The only positive thing I have to say is the format of the book was very good. The author interviewed all the guys in the band, and organized their stories in chronological order, bouncing their version of events off of one another. That made it a compelling read, even if the topic was often icky. It made it feel as though you were sitting in a bar (a very seedy bar with an adipose stripper halfheartedly catting around on a tiny, stained stage in the distance), listening to these guys tell their story. I suggest biographers copy this technique.

Next was Walk This Way: The Autobiography of Aerosmith, by Stephen Davis. The debauchery was much less in this book compared to the Crue, and of course Aerosmith is a much more vital, important band, but the stories of excess were much the same. The saving grace was that this was freakin' Aerosmith, arguably one of the best American bands ever. Just considering who it was made the stories fun to read. Though, there wasn't much in this book that wasn't in the many VH1 "Behind the Music" and other film bios of the band.

I followed that with Elvis Costello: A Biography, by Tony Clayton-Lea. About 20 pages in, it became clear this was one of those cut and paste bios that some journalists kick out to make a buck. It did a serviceable job of describing Elvis' life and rise to the top, but I can't recommend this particular bio. In addition, the writer is pungently British, and at times the style got in the way. According to Amazon, there are many other better bios on Elvis than this one. And I would certainly hope so. In my book (har har), Elvis Costello is one of the best and most important songwriters and artists of our age. Even one of the Beatles sought him out to collaborate with, man.

Finally, I read Hollywood Animal: A Memoir, by Joe Eszterhas. Joe is the screenwriter who wrote Basic Instinct and Showgirls. That tells you about everything you need to know. Yes, he's as arrogant, maniacal, oversexed, and deluded as you would imagine the writer of those two movies would be. He really thinks he's telling little tales of morality in his movies. In his view, you can't tell a story of debauched morals unless you show all the debauching. All the Hollywood dirt made it a bearable read, but I certainly wouldn't want to be stuck at a party with this guy. Like most rock stars, he screwed anything with a concave surface while married, and rationalized it all away because he was an important, creative artist who needed the company. Feh.

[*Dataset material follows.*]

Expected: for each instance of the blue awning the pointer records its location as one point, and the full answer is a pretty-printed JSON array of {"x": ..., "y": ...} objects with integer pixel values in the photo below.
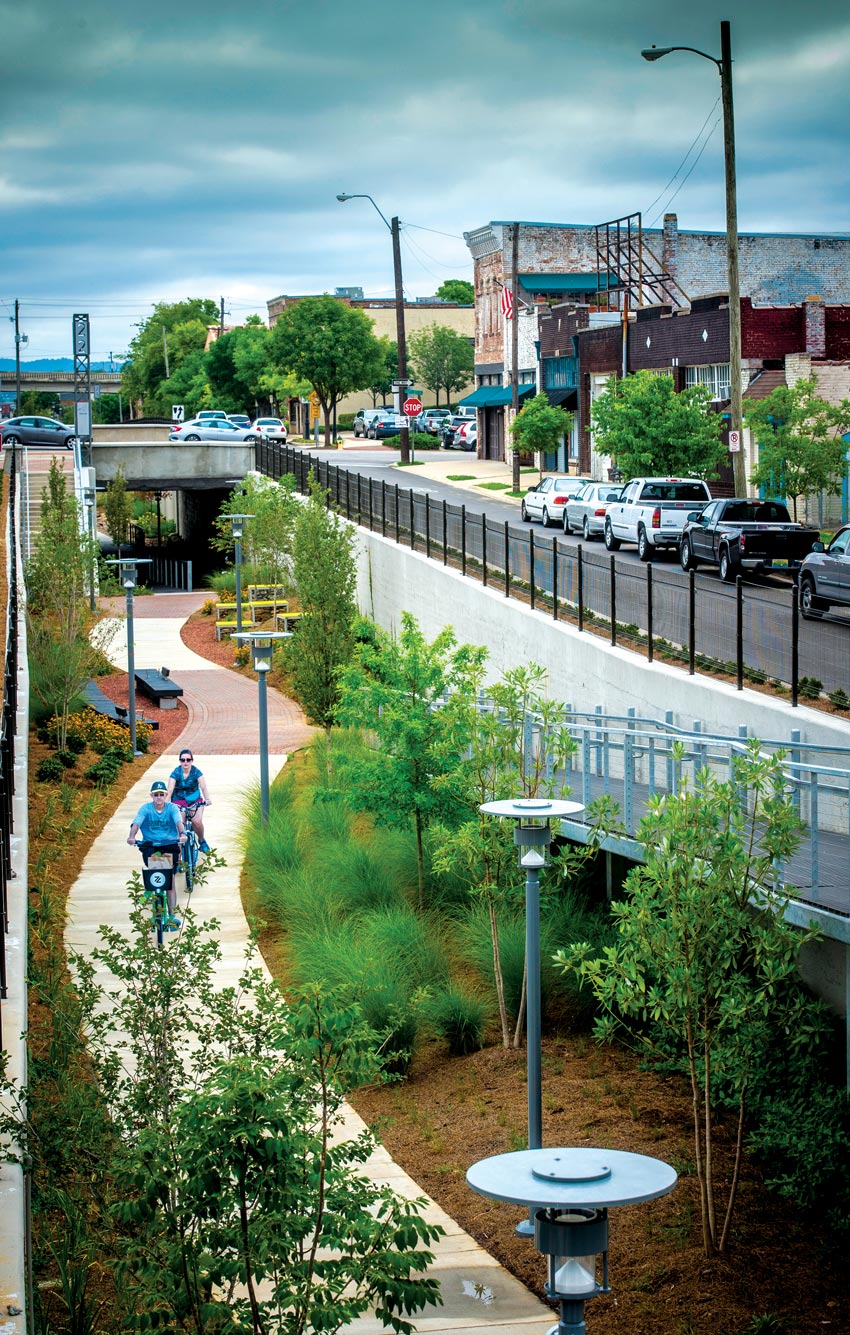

The main interesting thing I gleaned from reading all those rock bios at once is how small of a world it is - the music world - and how much everyone intersects. Nearly every one of those books mentioned the other artists and encounters they had with each other. The epicenters of these meetings seem to be Stephen Stills and Bebe Buell. Funny how everyone kind of puts down Stephen Stills, but they all know him and have worked with him (outside of the Crue, natch; pretty much no one got near them), and they all grudgingly acknowledge his enormous talent; it kind of makes me wonder what's behind all of that. There is no bio on Stills, which strikes me as odd. Funny how nearly everyone has boffed Bebe Buell, and speaks highly of her. After I get over my bio burnout, I'll probably read Bebe Buell's bio (say that after a fifth of Jack Daniels, three times fast), just to get her side of the story.